Golan immediately apologized for his English, which ended up being unnecessary. He had an easy manner, frequently making himself laugh, only turning somber in matters of faith and fatherhood; he had recently become religious, although he didn’t wear a kippeh. His newfound devotion to the old faith, however, was infused with Western, post-religion dictates about the power of the mind and positive thinking. He asked if I would like to join him for Ma’ariv services to open Rosh Hashanah. I responded that I would.

It was my first time in a non-Ashkenazi synagogue. Golan told me the synagogue primarily serves the Iraqi community, although he is Yemeni (his wife’s family is Iraqi). The first difference I noticed was the layout. The bima, the stage from which the rabbi leads the services, sat at the center of the room and the seating was arrayed around it (women were seated upstairs, out of sight). Not all seats faced the rabbi, however; the first row faced the bima, but the next row, back-to-back, faced the outer walls and the third row, and so on. Nor were all the seats angled toward the stage, so even if you are sitting in a row nominally facing the stage you may actually be looking at your neighbor across from you the entire service, in contrast to an Ashkenazi synagogue, where the bima is usually at the front, or, at the very least, is the focal point of the room.

I wondered if this arrangement engendered a different sense of priority and community. In a synagogue like this, where the community is forced to look back upon itself — the men, at least — could you be forgiven for finding the meaning of it all, the foundation of this assembly, in the generosity of your neighbor’s eyes?

After the service ended, we wished everyone within arm’s reach “l’shana tova,” and continued on to the apartment of his wife’s parents for dinner. Waiting for us was Golan’s wife Nofar, her parents, Aaron and Rivka, and her sister, Etad. Nofar’s family spoke varying levels of basic English, and given that I could only say “hello,” “nice to meet you,” “everything is good,” and “you are a whore” in Hebrew, a lot of gesture, exaggerated expression, and careful enunciation were required of me..

We sat down for dinner, a meal I will never forget, not for any singular taste or exacting technique, although everything was delicious and well-prepared, but for the torrent of new flavors and sensations, one of those moments that extends the spectrum of experience and shakes the foundations of your self-assured cosmopolitanism.

My contribution to the dinnertime conversation, which moved at a dizzying pace, was minimal. Someone would ask me if I liked the food. Yes, very much, I would reply, nodding a few times and pantomiming a face of dreamy satiation. Everyone smiled and nodded. Rivka, the acknowledged matron of this gathering, kept insistently shoveling more food on to my plate and, lacking the linguistic skills to politely turn her down, I always acquiesced. Eventually I ate so much that I almost fell asleep at the table, head in my hands.

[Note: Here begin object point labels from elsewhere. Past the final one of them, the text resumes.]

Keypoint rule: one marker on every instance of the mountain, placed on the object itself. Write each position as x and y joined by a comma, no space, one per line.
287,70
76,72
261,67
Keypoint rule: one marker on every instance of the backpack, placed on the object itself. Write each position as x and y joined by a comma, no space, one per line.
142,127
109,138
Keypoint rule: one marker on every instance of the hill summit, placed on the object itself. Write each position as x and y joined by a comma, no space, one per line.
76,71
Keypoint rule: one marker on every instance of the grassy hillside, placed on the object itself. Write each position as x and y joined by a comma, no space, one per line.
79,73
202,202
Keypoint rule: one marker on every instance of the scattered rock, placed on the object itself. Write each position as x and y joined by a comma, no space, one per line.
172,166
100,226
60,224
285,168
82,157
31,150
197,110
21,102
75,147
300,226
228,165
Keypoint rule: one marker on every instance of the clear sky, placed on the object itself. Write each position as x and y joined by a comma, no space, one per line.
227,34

The next morning we returned for, inconceivably, another large meal. Then they decided to take me out, to show me around. Our destination was Herzliya, a wealthy beach community north of Tel Aviv. But we weren’t there to take a dip in the Mediterranean or to feel the sand bunch between our toes; we were not there to admire the yachts or to dream of their interior lives. We were there to go to the mall.

We walked down a passageway between the boats and a row of restaurants, and entered a world that was virtually indistinguishable from its American counterparts: multi-storied, brightly-lit, oozing an arctic tundra of air conditioning from unseen pores, perfumes enticingly wafting from open-door oracles to the ever-confounding enigma of next season, stores bearing a familiar, supranational aesthetic, cellphone stands clotting up busy causeways between them. Everything aspired to that same ethereal timelessness, a fantasy of pure transaction. Families perambulated without fixed purpose, groups of teenagers watched one another with curiosity, and shoppers enthusiastically gripped collated, multicolored bags under an approximation of daylight emanating from ovoid fixtures across the atrium. If I squinted my eyes and suppressed the sounds of language, subduing it to a muddy static, I could’ve been in any suburb in America.

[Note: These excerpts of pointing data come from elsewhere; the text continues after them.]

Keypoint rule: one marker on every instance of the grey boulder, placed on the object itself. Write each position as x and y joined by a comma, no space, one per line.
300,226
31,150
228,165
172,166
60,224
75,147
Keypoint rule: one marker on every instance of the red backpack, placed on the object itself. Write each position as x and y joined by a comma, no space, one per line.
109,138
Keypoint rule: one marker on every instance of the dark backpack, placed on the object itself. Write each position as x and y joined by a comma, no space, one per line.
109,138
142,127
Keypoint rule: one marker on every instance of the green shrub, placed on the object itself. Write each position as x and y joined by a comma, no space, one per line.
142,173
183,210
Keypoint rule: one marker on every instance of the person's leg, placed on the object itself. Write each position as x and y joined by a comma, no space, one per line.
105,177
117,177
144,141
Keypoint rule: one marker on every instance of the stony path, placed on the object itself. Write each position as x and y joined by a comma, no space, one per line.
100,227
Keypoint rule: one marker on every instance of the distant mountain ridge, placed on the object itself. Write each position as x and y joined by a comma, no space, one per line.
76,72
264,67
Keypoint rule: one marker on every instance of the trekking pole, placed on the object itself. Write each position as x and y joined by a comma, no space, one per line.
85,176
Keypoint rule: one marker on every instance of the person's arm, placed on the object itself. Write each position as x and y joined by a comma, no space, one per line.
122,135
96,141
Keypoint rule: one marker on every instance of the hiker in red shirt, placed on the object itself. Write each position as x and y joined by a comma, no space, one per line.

I spent a lot of time in malls as a teenager, wandering around, watching my peers with barely suppressed awe, eating free samples in the food court (teriyaki chicken stabbed with a segment of raw noodle, usually), and frequenting favored stores with studied nonchalance, dreaming of how a few coveted purchases could alter my life and so simply ameliorate the anxieties of that age. I worked in the stock room of a Pottery Barn when I was nineteen. Even after I had stopped frequenting the stores, I went to the mall to see blockbusters. But all that feels like a different life. I can’t even remember the last time I was in a mall.

After walking around for thirty, forty-five minutes, we retired to one of the many restaurants residing in and around the mall. It was an Asian restaurant. Not Chinese or Japanese or Vietnamese, but generically East Asian – or, more accurately, a manifestation of what, in Israel, is collectively perceived to be East Asian, denuded of any specific cultural context, since there is essentially no organic East Asian culture within Israel. (Which isn’t to say there is no audience for it; sushi is phenomenally popular.) There were Buddhas, tigers, and, mysteriously, quotes from Sex Pistols, the Doors, and Nirvana lining the walls. You could order dim sum, which has simply become the word for steamed dumplings in Hebrew, or Pad Thai, or shakshuka. We ate, talked, paid and left.

A few days later, I went to karaoke night at Golan’s in-laws’ apartment. After this, I did not see Golan and his wife’s family again.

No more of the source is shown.